3 large hinges on each door is okay. Try to bolt into some good solid backing. The 2"x6" against the 2 by 4 sounds good as well, not sure what you have on the other side ? If its the same you will be fine. I would allow more than 1/8" clearance. This is outdoors and things will sag.
Keep us posted how this turns out.


----------



## yrob (May 26, 2008)

*Canadianchips*, Thank you for your tips! This will be very helpful.


----------



## yrob (May 26, 2008)

I recently finished framing that carport with the help of a local contractor and started installing my machines in there. So far, it is working great. Next, I am going to run the electrical there (I have currently only 20 Amps and one outlet from which I run an extension cord..). Probably 100 A service with separate circuits for light, dust collection, and stationary tools.


----------



## MrRon (Jul 9, 2009)

Looks good, but; did you use T-111 textured plywood? and is the dood facing the sun? I did pretty much the same with my shop. The doors were facing into the hot sun all morning. Now they have warped to the point they need to be replaced. The sun and rain down here in Mississippi does a job on wood structures quickly. Maybe you might not have the same conditions in your neck of the woods. Sorry, I just got to read this thread today.


----------



## MrRon (Jul 9, 2009)

You would do well to add a patio roof to keep the sun/ rain off the doors. It would also serve as a place to work when the weather is nice.


----------



## yrob (May 26, 2008)

Hi Ron,
Yes I used T-111 for the facing. I put a U-channel above the door to redirect the rain so that it does not drip on it. This building also has an overhang of about a foot as you can see in my first post. So far, the doors have not warped or sagged. I am going to prime and paint them for further protection. The door to that building has been standing there for 20 years and it still is doing good so I am hoping I should be fine.

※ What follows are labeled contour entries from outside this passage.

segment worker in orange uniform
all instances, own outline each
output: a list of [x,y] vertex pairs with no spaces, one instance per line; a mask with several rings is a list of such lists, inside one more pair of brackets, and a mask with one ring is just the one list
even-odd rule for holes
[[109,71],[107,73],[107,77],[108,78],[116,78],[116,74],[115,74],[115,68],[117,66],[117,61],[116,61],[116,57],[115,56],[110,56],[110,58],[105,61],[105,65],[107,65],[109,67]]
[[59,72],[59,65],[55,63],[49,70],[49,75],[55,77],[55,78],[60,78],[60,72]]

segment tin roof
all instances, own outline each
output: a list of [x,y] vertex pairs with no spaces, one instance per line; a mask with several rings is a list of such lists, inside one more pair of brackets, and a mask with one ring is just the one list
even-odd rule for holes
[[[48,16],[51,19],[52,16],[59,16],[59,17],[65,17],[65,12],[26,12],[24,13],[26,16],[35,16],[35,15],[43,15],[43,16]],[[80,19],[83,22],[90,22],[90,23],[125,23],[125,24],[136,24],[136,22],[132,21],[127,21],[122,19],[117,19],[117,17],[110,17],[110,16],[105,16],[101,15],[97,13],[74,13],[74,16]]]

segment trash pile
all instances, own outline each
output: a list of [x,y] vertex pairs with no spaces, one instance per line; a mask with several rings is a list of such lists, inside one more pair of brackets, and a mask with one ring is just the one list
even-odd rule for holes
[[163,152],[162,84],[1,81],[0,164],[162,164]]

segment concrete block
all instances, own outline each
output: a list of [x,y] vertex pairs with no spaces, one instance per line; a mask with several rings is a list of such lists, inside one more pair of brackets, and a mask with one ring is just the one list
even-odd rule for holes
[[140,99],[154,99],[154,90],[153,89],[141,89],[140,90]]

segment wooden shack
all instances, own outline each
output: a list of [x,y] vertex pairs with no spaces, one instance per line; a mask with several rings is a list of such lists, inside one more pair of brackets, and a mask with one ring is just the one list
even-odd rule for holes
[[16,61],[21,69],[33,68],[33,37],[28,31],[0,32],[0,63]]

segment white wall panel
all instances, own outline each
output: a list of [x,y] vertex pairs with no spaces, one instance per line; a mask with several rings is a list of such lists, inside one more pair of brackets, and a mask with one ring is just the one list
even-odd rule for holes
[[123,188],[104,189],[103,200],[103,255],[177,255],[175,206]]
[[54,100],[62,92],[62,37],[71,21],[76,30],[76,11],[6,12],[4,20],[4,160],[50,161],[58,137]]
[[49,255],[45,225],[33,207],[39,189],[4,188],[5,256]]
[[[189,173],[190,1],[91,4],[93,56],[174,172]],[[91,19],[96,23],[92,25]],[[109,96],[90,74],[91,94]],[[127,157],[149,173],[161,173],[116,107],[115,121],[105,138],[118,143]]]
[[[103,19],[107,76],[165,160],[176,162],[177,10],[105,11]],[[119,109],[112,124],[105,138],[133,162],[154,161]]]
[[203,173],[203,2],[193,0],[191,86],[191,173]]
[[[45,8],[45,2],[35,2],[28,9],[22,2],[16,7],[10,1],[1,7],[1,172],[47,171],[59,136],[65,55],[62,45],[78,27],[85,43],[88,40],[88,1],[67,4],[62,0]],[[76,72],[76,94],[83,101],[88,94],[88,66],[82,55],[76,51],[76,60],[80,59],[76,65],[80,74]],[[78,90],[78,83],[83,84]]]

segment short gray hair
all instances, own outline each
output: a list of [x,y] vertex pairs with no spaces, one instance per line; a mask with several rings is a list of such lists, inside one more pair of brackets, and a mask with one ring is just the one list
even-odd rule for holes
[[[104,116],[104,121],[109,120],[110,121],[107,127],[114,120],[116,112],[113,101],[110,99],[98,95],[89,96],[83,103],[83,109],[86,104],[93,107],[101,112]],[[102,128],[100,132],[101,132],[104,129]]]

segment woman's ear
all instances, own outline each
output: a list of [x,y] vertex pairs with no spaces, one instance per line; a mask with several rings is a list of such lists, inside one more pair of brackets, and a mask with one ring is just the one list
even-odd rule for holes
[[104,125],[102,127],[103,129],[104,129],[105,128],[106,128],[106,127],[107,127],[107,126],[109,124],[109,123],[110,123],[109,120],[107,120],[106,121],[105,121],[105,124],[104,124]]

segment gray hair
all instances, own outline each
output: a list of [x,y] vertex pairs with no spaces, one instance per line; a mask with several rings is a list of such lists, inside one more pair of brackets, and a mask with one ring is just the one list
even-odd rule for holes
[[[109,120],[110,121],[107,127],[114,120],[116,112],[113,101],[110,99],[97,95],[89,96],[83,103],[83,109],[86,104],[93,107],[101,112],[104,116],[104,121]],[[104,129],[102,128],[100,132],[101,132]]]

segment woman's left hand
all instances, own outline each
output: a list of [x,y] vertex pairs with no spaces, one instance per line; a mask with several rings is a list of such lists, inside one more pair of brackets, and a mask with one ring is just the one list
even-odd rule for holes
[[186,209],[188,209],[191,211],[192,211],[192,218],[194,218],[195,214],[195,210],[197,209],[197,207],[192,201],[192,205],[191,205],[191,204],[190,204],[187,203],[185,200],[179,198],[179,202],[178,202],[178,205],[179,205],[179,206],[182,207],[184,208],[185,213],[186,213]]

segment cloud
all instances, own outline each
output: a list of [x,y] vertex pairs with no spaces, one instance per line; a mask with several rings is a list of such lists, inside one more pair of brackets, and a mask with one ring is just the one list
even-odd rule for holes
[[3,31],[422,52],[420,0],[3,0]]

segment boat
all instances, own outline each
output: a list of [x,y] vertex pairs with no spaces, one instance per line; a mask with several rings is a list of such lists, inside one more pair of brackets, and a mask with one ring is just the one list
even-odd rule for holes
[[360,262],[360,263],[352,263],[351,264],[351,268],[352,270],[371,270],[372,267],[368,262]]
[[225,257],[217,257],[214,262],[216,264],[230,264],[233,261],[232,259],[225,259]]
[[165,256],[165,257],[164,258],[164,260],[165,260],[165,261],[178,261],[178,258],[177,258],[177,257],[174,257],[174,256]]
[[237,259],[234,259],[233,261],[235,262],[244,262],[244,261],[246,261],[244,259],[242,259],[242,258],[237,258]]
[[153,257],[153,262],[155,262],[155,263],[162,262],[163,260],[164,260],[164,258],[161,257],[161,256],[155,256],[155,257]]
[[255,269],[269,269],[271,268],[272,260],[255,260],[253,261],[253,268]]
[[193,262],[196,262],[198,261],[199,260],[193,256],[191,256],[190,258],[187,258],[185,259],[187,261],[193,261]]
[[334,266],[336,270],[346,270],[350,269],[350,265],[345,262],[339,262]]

The patio is an interesting idea, that would allow me to extend my reach to the outside.


----------



## yrob (May 26, 2008)

So, I have run the electrical in this part of the shop. So far only 20A service. I used conduit and 12gauge wiring to distribute outlets around the shop and install an overhead shop light. I still have to insulate and close the bare studs wall. Meanwhile, Ive started to build what I need.

I am starting with an outfeed table that I am making rigid enough to double as an assembly table. Next will be some rolling cabinet for my planer and a bunch of wall cabinets to put all the mess that you see on the floor in the proper place.

The first set of legs sit on the table. They are made of milled 2×4's . 
Its so nice to be able to work without having to run extension cords to use my tools.

The major thing that is still missing is running more than 20A to this shop so that I can run one tool and a dust collection at the same time. Right now, I am just using a mask and my dust collection consist of a dust pan and a broom…


----------